So our setup is finally complete: We do have an EC2 instance in our private network that is not accessible from the outside world but itself is able to access the outside world through the NAT gateway.

To test this we somehow need to access our EC2 instance and execute some command to see that the connectivity actually works.

However we can only access the instance from inside our VPN so let’s also provision a jumphost that is sitting inside the public subnet of our VPC and therefore can be accessed from the internet:

resource "aws_instance" "ec2jumphost" {
  instance_type = "t2.micro"
  ami = "ami-03d8059563982d7b0" # https://cloud-images.ubuntu.com/locator/ec2/ (Ubuntu)
  subnet_id = aws_subnet.nat_gateway.id
  security_groups = [aws_security_group.securitygroup.id]
  key_name = aws_key_pair.ssh.key_name
  disable_api_termination = false
  ebs_optimized = false
  root_block_device {
    volume_size = "10"
  }
  tags = {
    "Name" = "DummyMachineJumphost"
  }
}

resource "aws_eip" "jumphost" {
  instance = aws_instance.ec2jumphost.id
  vpc = true
}

output "jumphost_ip" {
  value = aws_eip.jumphost.public_ip
}

We want to make the jumphost available on a fixed IP as well so we provision another aws_eip specifically for this usage. We also reuse the SSH key that we have created for the actual instance.

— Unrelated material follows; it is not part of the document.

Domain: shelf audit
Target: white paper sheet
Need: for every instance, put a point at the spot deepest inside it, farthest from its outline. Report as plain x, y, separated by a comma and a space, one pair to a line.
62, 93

Once our jumphost is up and running we can connect to it.

First we need to extract the private key that we have generated and store it locally so that SSH is able to use it to establish a connection:

$ terraform output ssh_private_key_pem > ~/Downloads/key.txt
$ chmod 700 ~/Downloads/key.txt

We can get the IP address that has been assigned by AWS by calling:

$ terraform output jumphost_ip

In our example the IP that was assigned by AWS is 3.126.115.136.

Now let’s connect:

$ ssh -i ~/Downloads/key.txt ubuntu@3.126.115.136

The connection succeeds and we are logged in to our jumphost:

ubuntu@ip-10-0-2-176:~$

We can see that the internal IP of our jumphost is 10.0.2.176 which is to be expected as we have placed it into the public subnet (10.0.2.0/24)

As we are now in the same VPC as our actual instance we can again connect from the jumphost to our actual instance. From the steps prior we know that the internal IP or our instance is 10.0.1.172 so that’s the target to which we will have to make our connection from the jumphost.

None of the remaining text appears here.